We caught up with founder Emilie Homes to find out what happened next.

What inspired you to launch the company?

It was a very long time coming, many years of scribbling down notes and drawing things. I was a frustrated tea drinker. Any time you go anywhere it’s about coffee. I always feel a bit ripped off when I order tea and it’s always been such a poor experience. It’s badly made and uses a bag you have at home. The UK’s a tea drinking nation, how have we got it so wrong? Eventually I thought “damn it if no one else is going to do it I’m going to do it”.

Why did you decide to use Kickstarter?

I raised two-thirds of the budget I needed through savings. I had someone saying you should try Kickstarter. No one had heard of it at that point, but I knew for a fact you couldn’t do it unless you were in the US. I went to banks and pretty quickly discovered the interest was 19% and you had to sign your life away.

I spammed them [Kickstarter] in various ways, with tweets and emails. I wasn’t the only person doing that. Eventually they said it would launch [in the UK] on 31 October [2012], but right from this moment you can start putting your project together.

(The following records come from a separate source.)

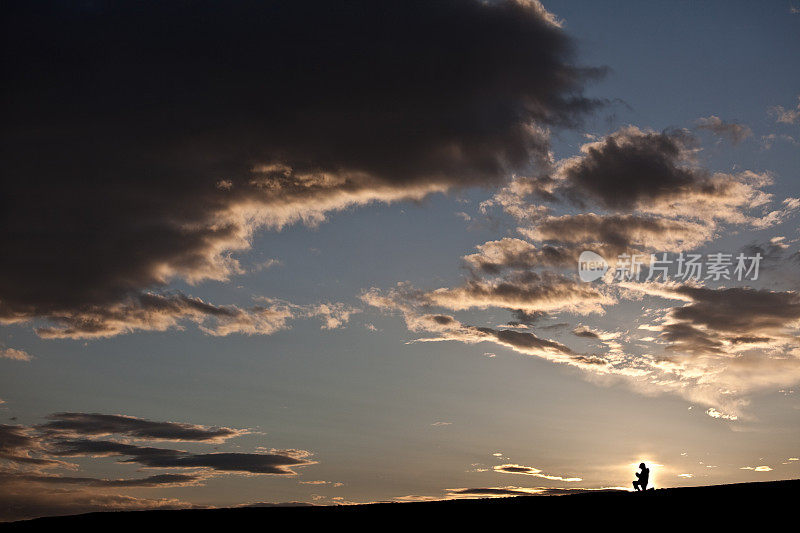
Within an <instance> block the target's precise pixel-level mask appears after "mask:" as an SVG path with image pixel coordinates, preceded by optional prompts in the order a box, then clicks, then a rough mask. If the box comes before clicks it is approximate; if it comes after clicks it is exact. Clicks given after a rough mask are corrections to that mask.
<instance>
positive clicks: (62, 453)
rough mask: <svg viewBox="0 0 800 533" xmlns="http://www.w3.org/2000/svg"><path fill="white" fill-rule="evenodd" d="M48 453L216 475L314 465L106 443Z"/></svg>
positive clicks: (228, 455)
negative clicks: (114, 460)
mask: <svg viewBox="0 0 800 533" xmlns="http://www.w3.org/2000/svg"><path fill="white" fill-rule="evenodd" d="M50 452H51V453H52V454H53V455H54V456H58V457H80V456H92V457H104V456H121V457H128V459H124V460H121V461H120V462H122V463H137V464H140V465H142V466H144V467H148V468H206V469H210V470H215V471H219V472H240V473H248V474H275V475H295V472H294V471H293V470H292V467H298V466H307V465H310V464H314V461H311V460H309V459H308V456H309V455H310V454H309V453H308V452H305V451H302V450H273V452H272V453H240V452H233V453H231V452H215V453H189V452H185V451H183V450H174V449H170V448H156V447H152V446H137V445H134V444H126V443H122V442H116V441H108V440H89V439H72V440H57V441H55V442H54V443H53V444H52V446H51V447H50Z"/></svg>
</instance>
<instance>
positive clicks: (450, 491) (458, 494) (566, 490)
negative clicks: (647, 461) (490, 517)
mask: <svg viewBox="0 0 800 533" xmlns="http://www.w3.org/2000/svg"><path fill="white" fill-rule="evenodd" d="M598 491H602V492H614V491H615V489H583V488H575V489H564V488H554V487H474V488H464V489H448V490H447V493H448V496H563V495H566V494H580V493H583V492H598Z"/></svg>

I got a friend to film a video and put it together very quickly. I feel very lucky. Whenever I mentioned it people were like: “I don’t get it, what do I get in return?” It wasn’t until it went live I realised people were really excited about it.

What makes a Kickstarter project work?

Get a good video that’s fun and people are much more likely to share it. I got lucky with Fleetwood Mac and a fun looking video. A retweet or a share was gold dust. Being in it does play a big role. It’s playing on an emotional reaction because not only do people have to look at the video and want to share it, they are having a visceral reaction to what I want to do and the passion and excitement.

Make the rewards something that has a lower threshold. The £10-15 mark is very important, people want to give something that’s relatively appealing around that mark, and stagger it, so that it doesn’t go up too quickly.

How long did it take to launch the business?

It was pretty quick. Before the [Kickstarter] project started I had to get a quote. Once I’d hit my target, which took a week, I said “let’s get the van booked in”. The project finished on the 26 November 2012, they did the work in two weeks and I launched on the 3 December.

How important were the people that pledged once the business had started?

You have a very highly engaged community. That’s very important. The names of my backers are on the van. They tell people about it because they’re part of it. They have updates. It’s important that they know what you’re doing and we run a blog to tell the backers what’s going on. If we go on to have a shop, they are going to want to come along.

How easy it to transition from a successful Kickstarter project to a sustainable business?

For any business it’s incredibly slow. You have all these plans you think are going to be quick to execute. From that first customer you start learning, it’s definitely an upward journey and it’s really interesting, but it’s slower than you expect.